Emphasize the basics. Marksmanship, crew drill and battle exercises too often take second place to meeting an unrealistically compressed operational tempo. Army tank crews may have difficulty shooting as well as their NATO counterparts because they don't spend enough time on the firing range.

Another reason they don't spend this time together is that base support has been cut to the bone, forcing tenant combat units to lend people necessary to provide essential base services. In the interest of "efficiency" we have siphoned off needed NCOs and fragmented combat units to mow grass and wash dishes. A more robust base support establishment makes sense on two counts: fighting units are kept together to train together, and the bases are better manned to handle any wartime buildup of tenant commands.

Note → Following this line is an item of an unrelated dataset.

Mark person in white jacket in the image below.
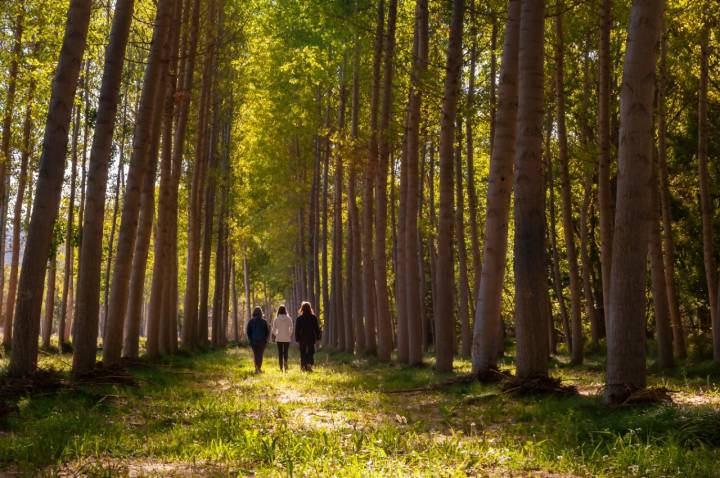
[272,305,293,372]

The notion of careerism as typically practiced in the officer corps tends to produce rather more generalists than true experts. The route to the top is usually the road of orthodoxy: following a progression of varied (and usually brief) assignments in accordance with a stereotyped career template. This practice of career "ticket punching" encourages orthodoxy and entails incentives for officers to avoid those assignments perceived to delay promotion. Thus, claims Frederick Mosher, "careerism is an important discourager of creativity, innovation, and risk-taking because of the perceived . . . dangers of stepping out of line."

Our tactics in Vietnam bear witness to the price of orthodoxy; as in Korea we tried to "dollar the enemy to death" with a rain of steel as original as the dismal battles of the Somme, Ypres and Paschendale.

The need for well-rounded officers of varied experience remains, but there is also a need for creativity and original thinking. Our officer assignment and career development practices can be modified to achieve a better balance.

Of equal importance is an honest assessment of our state of discipline. The principal element of military discipline is the subordinatation of individual prerogatives to the needs of the unit. Unfortunately, the administration of military justice has been placed in the hands of lawyers more concerned with the "right" of their clients than the commander's problems. The accused now waits weeks for trial; he usually remains with his unit, where additional transgressions may be overlooked because adding them to the original charges only creates further delays. Thus it comes about that a state of discipline is too frequently accepted because the price of imposing high standards is an unbelievable administrative nightmare of writs, statements, charges and testimony.

There are many worthy features of the military judicial system, but much can be done to provide swift justice to those who break the rules. As in the civilian community, the military community must also be protected from those who would threaten its cohesion and stability.

The American experience has proven that the U.S. soldier will rise to any standard of excellence demanded of him. The best trained, most disciplined units invariably reflect a swagger and pride that extends down to the last private in the reat rank. No real man can take pride in being part of a mob, and the kind of men we want in uniform will enlist in the needed numbers when we quit serving up the military as some sort of expermintal playpen for would-be sociologists.

It is time to stop kidding ourselves that spending more money and keeping up the numbers are a sufficient national sacrifice to maintain tough, effective Armed Forces. Gen. Sherman was right to say, "Every attempt to make war easy and safe will result in humiliation and disaster." If we are unhappy with the current state of military proficiency, it must be recognized that we bought it on ourselves, and the old palliatives won't work anymore.